Interfor Corporation has reached an agreement with an affiliate of Kelso & Company to acquire 100% of the equity interests of Eacom Timber Corporation.
The purchase price is C$490 million, on a cash and debt free basis, which includes C$120 million of net working capital. In addition, Interfor will assume Eacom’s countervailing (“CV”) and anti-dumping duty deposits at closing, for consideration equal to 55% of the total deposits on an after-tax basis. As of September 30, 2021, Eacom had paid cumulative CV and AD duties of US$150 million.
The acquisition is consistent with Interfor’s growth-focused strategy as a pure-play lumber producer, increasing Interfor’s total lumber production capacity by 25%. On a pro-forma basis, Interfor’s total annual lumber production capacity will increase to 4.9 billion board feet, of which 46% will be in the US South, 16% in the US Northwest, 20% in eastern Canada and 18% in British Columbia.

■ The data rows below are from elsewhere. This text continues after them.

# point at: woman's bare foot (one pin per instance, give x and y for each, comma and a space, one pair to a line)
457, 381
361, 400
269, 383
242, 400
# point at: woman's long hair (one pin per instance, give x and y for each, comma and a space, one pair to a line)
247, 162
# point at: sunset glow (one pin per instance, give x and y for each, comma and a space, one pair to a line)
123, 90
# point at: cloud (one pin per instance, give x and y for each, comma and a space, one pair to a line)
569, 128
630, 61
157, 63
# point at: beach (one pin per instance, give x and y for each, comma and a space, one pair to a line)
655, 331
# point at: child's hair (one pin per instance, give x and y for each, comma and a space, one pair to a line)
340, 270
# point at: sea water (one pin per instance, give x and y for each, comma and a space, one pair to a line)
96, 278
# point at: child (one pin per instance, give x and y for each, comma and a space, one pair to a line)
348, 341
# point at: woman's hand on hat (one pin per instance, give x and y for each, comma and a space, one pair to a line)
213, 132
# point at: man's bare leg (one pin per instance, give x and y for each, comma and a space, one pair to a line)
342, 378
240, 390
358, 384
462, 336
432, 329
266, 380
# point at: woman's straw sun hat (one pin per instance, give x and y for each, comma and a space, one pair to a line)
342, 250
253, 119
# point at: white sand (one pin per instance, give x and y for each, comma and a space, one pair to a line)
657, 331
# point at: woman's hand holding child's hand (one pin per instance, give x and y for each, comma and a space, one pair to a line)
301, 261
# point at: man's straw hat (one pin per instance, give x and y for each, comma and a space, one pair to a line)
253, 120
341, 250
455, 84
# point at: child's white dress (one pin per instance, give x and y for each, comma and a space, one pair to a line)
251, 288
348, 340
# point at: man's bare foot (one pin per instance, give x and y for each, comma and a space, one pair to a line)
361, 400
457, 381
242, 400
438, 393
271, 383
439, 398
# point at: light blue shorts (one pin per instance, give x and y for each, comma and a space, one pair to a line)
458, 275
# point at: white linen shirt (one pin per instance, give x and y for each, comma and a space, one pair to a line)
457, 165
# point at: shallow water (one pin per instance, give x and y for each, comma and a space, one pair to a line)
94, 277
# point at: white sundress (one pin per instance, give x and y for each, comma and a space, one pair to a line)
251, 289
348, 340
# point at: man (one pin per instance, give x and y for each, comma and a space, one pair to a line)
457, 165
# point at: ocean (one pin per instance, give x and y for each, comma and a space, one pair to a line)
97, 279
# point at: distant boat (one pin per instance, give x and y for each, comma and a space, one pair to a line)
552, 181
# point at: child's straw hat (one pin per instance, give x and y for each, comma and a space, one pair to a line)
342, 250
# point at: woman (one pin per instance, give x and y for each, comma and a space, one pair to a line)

“This transaction makes Interfor a truly North American lumber producer, with operations in all the key fibre regions on the continent, further diversifying and de-risking our operating platform and enhancing our growth potential and opportunity set,” said Ian Fillinger, President & CEO. “This transformational growth secures a desirable SPF product mix to meet the growing demand of our customers, at a time when SPF fibre supply is under increasing pressure in other jurisdictions in North America and around the world.”
The completion of the acquisition is subject to customary conditions and regulatory approvals for a transaction of this kind and is expected to close in the first half of 2022.